With a game to go, the Americans have one foot in the door of the knockout round. A draw or a win against Germany today or any Portugal-Ghana outcome today that keeps the U.S. ahead on goal differential will keep Team America alive far longer than soccer’s cognoscenti thought they would be.

By Mary Cunningham

This odd mix of young and old, of boys from the heartland and from Northern Europe, doesn’t toil for the top clubs in the world, nor, for the most part, even the top leagues. The marquee players, captain Clint Dempsey and midfielder Michael Bradley are slipping down the ladder of international club soccer. They weren’t expected to get a point against Portugal; history said they wouldn’t even get one against Ghana.

Two games in, even a soccer newcomer can see why.
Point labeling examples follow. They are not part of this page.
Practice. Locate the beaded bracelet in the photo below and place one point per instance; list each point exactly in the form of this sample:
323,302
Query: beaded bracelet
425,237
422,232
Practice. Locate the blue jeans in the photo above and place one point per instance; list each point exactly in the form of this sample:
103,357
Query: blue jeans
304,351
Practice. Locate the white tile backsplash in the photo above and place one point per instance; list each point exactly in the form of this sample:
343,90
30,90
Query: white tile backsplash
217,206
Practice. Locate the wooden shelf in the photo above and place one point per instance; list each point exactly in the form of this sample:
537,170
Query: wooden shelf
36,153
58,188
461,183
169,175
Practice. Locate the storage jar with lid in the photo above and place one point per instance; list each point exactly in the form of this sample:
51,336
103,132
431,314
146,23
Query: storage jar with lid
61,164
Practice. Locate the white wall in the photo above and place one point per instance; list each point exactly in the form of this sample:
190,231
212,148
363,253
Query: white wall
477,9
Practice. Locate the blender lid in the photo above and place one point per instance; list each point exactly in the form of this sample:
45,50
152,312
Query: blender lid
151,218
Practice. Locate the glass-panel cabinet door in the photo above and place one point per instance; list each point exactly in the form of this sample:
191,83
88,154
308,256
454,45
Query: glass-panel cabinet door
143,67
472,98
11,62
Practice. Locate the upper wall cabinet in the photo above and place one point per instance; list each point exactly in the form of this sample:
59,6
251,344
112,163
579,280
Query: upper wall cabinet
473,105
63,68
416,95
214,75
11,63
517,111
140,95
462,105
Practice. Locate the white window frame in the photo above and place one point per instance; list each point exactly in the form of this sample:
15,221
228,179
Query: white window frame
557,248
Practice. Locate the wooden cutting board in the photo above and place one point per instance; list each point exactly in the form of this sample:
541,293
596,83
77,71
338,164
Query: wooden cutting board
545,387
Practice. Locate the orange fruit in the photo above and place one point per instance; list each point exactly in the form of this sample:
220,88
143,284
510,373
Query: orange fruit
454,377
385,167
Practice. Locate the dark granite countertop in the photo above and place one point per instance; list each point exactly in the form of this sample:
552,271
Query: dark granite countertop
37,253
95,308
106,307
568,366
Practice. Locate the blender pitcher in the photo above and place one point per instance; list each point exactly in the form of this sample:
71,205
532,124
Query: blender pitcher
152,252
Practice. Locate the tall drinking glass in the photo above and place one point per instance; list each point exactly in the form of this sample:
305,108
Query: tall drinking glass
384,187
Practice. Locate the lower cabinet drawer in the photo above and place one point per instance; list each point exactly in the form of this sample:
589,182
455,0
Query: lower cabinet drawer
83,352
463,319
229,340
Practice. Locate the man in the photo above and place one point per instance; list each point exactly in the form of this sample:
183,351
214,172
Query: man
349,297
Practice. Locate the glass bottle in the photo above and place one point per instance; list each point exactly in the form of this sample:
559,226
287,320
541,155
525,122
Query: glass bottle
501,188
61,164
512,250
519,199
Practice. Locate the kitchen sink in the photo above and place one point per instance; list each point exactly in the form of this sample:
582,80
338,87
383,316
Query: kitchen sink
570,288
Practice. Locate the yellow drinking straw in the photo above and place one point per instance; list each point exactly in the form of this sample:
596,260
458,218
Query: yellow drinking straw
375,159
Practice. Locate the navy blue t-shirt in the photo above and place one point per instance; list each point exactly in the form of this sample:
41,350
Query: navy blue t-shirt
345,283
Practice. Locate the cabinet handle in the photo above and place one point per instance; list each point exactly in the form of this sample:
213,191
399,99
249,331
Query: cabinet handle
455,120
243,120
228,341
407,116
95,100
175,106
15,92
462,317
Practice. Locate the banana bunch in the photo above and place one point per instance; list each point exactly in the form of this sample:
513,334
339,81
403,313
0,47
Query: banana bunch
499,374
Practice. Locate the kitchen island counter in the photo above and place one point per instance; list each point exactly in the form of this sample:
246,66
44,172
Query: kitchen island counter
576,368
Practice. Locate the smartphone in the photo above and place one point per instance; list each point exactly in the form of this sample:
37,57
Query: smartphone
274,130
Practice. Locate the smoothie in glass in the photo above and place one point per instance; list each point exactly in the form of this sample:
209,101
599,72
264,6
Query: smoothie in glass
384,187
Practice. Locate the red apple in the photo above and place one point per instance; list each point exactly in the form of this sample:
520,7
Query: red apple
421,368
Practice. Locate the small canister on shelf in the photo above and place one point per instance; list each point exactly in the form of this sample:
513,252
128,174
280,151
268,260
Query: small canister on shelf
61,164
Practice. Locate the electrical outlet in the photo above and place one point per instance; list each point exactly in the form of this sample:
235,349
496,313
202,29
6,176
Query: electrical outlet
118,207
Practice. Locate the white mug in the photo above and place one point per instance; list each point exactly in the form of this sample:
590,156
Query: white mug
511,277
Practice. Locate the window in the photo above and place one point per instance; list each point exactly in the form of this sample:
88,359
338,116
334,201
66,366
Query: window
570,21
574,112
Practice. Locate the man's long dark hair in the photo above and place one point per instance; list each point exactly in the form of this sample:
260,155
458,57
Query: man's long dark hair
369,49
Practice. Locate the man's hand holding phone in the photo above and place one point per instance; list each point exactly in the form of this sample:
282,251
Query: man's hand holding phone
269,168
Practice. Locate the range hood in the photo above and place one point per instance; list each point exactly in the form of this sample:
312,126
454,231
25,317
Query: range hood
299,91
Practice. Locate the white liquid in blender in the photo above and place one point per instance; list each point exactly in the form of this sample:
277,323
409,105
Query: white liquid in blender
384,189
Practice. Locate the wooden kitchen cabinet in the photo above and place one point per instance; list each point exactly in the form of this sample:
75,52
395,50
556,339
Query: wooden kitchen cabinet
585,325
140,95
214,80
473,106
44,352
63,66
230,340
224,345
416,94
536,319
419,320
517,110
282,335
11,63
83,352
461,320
Ghana played keepaway with the ball for most of the first match, a fortunate 2-1 U.S. win. The Americans are prone to mistakes, especially on defense. Geoff Cameron’s whiff-like failure to clear a ball Sunday night led to Portugal’s first goal, and he let Silvestre Varela sprint past him in the waning seconds, resulting in a 2-2 draw.

When the Americans score a goal, they tend to sag back on defense instead of pushing for another score to put the game away. Letting Portugal draw even on the game’s penultimate play feels like the kind of heartbreaking occurrence that is bound to come back to bite a bubble team like the Americans, who were positively gutted after Sunday night’s match in the sweltering Arena Amazonas in Manaus.

“We could all taste it,” said defender Matt Besler.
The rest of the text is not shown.